Puis, se retournant vers la porte, et voyant que le jeune officier attendait ses derniers ordres:
—C’est bien, dit-il, je vous remercie; maintenant, laissez-nous, monsieur Felton.
XX
ENTRE FRÈRE ET SŒUR
Pendant le temps que lord Winter mit à fermer la porte, à pousser un volet et à approcher un siège du fauteuil de sa belle-sœur, milady, rêveuse, plongea son regard dans les profondeurs de la possibilité, et découvrit toute la trame qu’elle n’avait pas même pu entrevoir, tant qu’elle ignorait en quelles mains elle était tombée. Elle connaissait son beau-frère pour un bon gentilhomme, franc chasseur, joueur intrépide, entreprenant près des femmes, mais d’une force au-dessous de la moyenne en intrigues. Comment avait-il pu découvrir son arrivée? la faire saisir? pourquoi la retenait-il?
Athos lui avait bien dit quelques mots qui prouvaient que la conversation qu’elle avait eue avec le cardinal était tombée dans des oreilles étrangères; mais elle ne pouvait admettre qu’il eût pu creuser une contre-mine si prompte et si hardie. Elle craignit bien plutôt que ses précédentes opérations en Angleterre n’eussent été découvertes. Buckingham pouvait avoir deviné que c’était elle qui avait coupé les deux ferrets, et se venger de cette petite trahison; mais Buckingham était incapable de se porter à aucun excès contre une femme, surtout si cette femme était censée avoir agi par un sentiment de jalousie.

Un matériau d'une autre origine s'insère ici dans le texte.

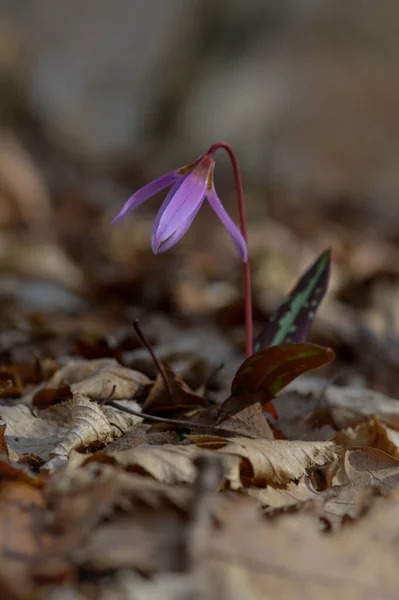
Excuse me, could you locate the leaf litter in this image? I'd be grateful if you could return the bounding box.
[0,162,399,600]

Cette supposition lui parut la plus vraisemblable; il lui sembla qu’on voulait se venger du passé, et non aller au-devant de l’avenir. Toutefois, et en tout cas, elle s’applaudit d’être tombée entre les mains de son beau-frère, dont elle comptait avoir bon marché, plutôt qu’entre celles d’un ennemi direct et intelligent.
—Oui, causons, mon frère, dit-elle avec une espèce d’enjouement, décidée qu’elle était à tirer de la conversation, malgré toute la dissimulation que pourrait y apporter lord Winter, les éclaircissements dont elle avait besoin pour régler sa conduite à venir.
—Vous vous êtes donc décidée à revenir en Angleterre, dit lord Winter, malgré la résolution que vous m’aviez si souvent manifestée à Paris de ne jamais remettre les pieds sur le territoire de la Grande-Bretagne?